By Siddhartha Mukherjee

In 2010, oncologist Mukherjee released his Pulitzer Prize-winning The Emperor of All Maladies. A sweeping “biography” of both cancer and of our understanding of it, the book explained how cancer is us, and how our genetic inheritance, wracked by time and chance, will eventually bear us away, even if we escape all other perils. Now Mukherjee has tackled that inheritance itself, in a book as beautifully written and as deeply personal. Two of Mukherjee’s uncles and a cousin suffered from mental illnesses. His family history is sobering enough for him to have warned his prospective wife, in case she too should fear—as did Mukherjee’s own father—that “some kernel of illness may be buried, like toxic waste” in the Mukherjee men. (She married him anyway.)

That sense of the personal infuses Mukherjee’s history of the quest to understand humanity’s primal code, the instructions that rule our form, our function and, more than we would wish, our fate. Darwin considered contemporary science’s ignorance the ultimate weak spot in his theory of evolution, mostly because the key figure in working it out was an obscure monk labouring with pea plants in a Czech monastery. But once Gregor Mendel’s experiments became known a century ago, the science of genetics was launched.

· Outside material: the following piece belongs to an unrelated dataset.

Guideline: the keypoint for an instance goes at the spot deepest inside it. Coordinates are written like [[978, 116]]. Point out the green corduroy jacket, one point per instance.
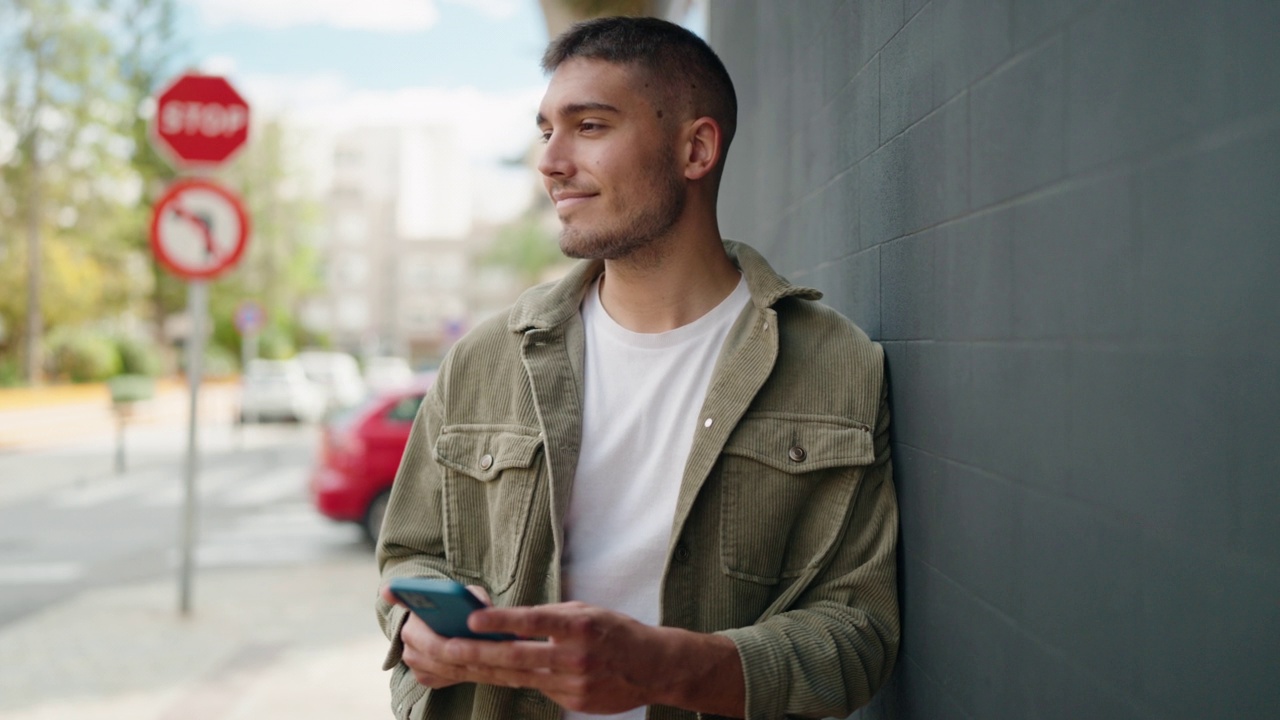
[[785, 529]]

In the 21st century the human genome was decoded: 20,687 genes, only 1,796 more than a worm, 25,000 fewer than rice. Size doesn’t matter, Mukherjee dryly notes: “It’s not what we have; it’s how we use it.”

And launched too, were the politics of genetics. The sordid history of eugenics, and not just in Nazi Germany, gets its due treatment in Gene—it’s not yet been 90 years since Oliver Wendell Holmes Jr., writing for the U.S. Supreme Court and declaring that, “Three generations of imbeciles is enough,” permitted the forcible sterilization of Carrie Buck. But Mukherjee’s focus is on the here and now. There are three huge genetic projects on the near horizon. First, to determine what exactly is being encoded, how does it all work together; second, how do we recombine genetic material with precision; third, the mechanics of doing so. Then humans will have the ability—and, we may decide, the responsibility—“to read and write our selves, ourselves.” Given the moral issues and the fact it is mutations that make our genome “poised to evolve and designed to survive,” Mukherjee concludes, that moment of stewardship will be our ultimate test as a species.